The married couple Beth (Julia Louis-Dreyfus) and Don (Tobias Menzies) are stuck in ruts with their careers. Beth is a novelist with the most difficult time convincing a publisher to publish her latest narrative. Don is a therapist who finds it challenging to offer advice to his clients—the two fain grins to stabilize things, where their anniversary of repeated gifts goes unquestioned. A fight is in their future.
An overheard conversation makes Beth realize that Don has not been honest about his wife’s latest manuscript. He tells his best friend Mark (Arian Moayed) that he doesn’t like her book, leading to Beth feeling so heartbroken she throws up. So much of Beth’s personality seems attached to this profession that she can’t bear that her husband doesn’t love her writing. Mark can relate to being a struggling actor, as does his wife Sarah (Michaela Watkins), a bitter interior designer and Beth’s sister. The four of them have become so disillusioned with work and need to learn a mildly tough lesson about how love isn’t bound by career success.
The movie plays out like a sanitized episode of Curb Your Enthusiasm, where characters will fumble with their egos and have their intellectual mindset challenged. As good-natured as it is that these are characters who work to better themselves, it wraps up far too neatly. The moment where Beth and Don come clean about their displeasure is meant to be refreshing and freeing with how they have about their bottled-up opinions. The characters are positioned to be so enduring that hardly anything dramatic or funny comes about in the many careful exchanges.
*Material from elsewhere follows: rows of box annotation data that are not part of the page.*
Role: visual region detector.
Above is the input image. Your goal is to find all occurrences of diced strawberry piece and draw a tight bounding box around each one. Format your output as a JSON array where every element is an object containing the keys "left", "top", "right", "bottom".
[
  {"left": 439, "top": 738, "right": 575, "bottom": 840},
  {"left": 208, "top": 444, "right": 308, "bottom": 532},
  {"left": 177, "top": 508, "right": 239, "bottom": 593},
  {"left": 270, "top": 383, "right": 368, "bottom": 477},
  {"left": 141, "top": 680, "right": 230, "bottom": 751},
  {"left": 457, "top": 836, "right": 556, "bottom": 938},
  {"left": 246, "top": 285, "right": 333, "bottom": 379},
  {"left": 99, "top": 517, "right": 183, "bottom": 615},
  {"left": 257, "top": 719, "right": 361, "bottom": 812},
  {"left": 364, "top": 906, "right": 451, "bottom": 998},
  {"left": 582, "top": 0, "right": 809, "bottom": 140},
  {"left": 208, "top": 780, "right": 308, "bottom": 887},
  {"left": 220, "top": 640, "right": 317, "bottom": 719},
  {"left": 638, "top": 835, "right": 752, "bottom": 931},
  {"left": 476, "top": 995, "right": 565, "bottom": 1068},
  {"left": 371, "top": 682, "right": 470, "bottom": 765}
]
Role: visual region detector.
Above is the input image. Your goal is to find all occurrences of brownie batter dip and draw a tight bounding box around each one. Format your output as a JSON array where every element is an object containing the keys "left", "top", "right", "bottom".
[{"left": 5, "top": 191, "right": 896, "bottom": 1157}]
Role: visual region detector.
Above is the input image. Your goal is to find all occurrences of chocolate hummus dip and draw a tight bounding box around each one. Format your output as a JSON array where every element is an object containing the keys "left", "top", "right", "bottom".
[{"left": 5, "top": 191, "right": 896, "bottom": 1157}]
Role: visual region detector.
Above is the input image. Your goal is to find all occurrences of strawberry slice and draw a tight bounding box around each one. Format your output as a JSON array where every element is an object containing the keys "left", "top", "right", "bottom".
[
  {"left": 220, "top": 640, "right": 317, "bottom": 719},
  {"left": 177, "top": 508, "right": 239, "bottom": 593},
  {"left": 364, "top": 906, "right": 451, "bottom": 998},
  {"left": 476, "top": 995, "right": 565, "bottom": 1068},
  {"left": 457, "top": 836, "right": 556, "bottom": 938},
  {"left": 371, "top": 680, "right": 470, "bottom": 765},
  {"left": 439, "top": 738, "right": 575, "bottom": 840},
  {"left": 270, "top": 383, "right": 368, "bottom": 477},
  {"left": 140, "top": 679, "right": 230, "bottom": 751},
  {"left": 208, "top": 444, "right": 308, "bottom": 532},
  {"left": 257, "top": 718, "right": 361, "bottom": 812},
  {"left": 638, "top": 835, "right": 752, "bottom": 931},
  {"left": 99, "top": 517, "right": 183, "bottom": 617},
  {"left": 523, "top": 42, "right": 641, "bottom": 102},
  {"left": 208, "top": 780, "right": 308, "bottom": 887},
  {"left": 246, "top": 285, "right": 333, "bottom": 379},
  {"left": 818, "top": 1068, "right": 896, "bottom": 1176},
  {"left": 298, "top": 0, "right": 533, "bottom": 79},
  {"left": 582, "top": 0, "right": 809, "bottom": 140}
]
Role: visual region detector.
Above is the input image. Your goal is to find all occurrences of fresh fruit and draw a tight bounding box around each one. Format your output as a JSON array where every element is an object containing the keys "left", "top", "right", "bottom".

Paced at 90 minutes, the film comes diced up that it almost inexplicably. This transforms Beth and Don’s adult son, Elliott (Owen Teague), into more of a prop for learning about being open with harsh feelings. He’s present for the meaningful development of how parents must set examples and allow others to flourish or fail on their terms. Elliott once mentions that he feels like a third wheel within his family, and it’s hard not to see it. One scene exists entirely for Beth to cover and protect her son like a baby. While it’s a funny and relatable moment for anybody with a grown-up offspring, Elliott ultimately comes off like the audience surrogate, presenting to remark how gross it is that his parents share an ice cream cone.
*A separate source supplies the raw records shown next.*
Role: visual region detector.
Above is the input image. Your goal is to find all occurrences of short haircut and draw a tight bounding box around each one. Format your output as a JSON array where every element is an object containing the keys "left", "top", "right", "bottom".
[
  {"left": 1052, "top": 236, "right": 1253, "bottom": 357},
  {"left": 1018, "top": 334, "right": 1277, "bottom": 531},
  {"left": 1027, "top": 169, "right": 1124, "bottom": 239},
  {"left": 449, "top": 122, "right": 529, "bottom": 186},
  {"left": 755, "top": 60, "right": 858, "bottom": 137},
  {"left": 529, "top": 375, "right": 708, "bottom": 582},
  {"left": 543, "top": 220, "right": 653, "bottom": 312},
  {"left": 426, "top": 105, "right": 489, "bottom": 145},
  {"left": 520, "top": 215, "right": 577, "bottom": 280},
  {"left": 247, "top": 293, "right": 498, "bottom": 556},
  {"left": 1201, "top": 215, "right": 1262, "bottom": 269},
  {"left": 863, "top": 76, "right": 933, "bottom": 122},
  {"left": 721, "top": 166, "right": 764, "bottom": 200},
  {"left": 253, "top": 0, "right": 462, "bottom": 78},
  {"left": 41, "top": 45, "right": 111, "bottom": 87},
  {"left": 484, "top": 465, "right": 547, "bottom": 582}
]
So many elements of You Hurt My Feelings are unique but are treated with dry humor and melodrama, most mild and little memorability. The performances are by far the best aspect, as Louis-Dreyfus and Menzies slip so easily into these roles I can’t imagine anybody else playing these characters. However, the believable nature of these characters can only go so far, and it feels like this film can barely find meaningful moments. It is so passive that even the good message of an honest relationship is given a soft send-up of people who are too precious to be hurt by anything more than a turned-down manuscript or unsatisfied client.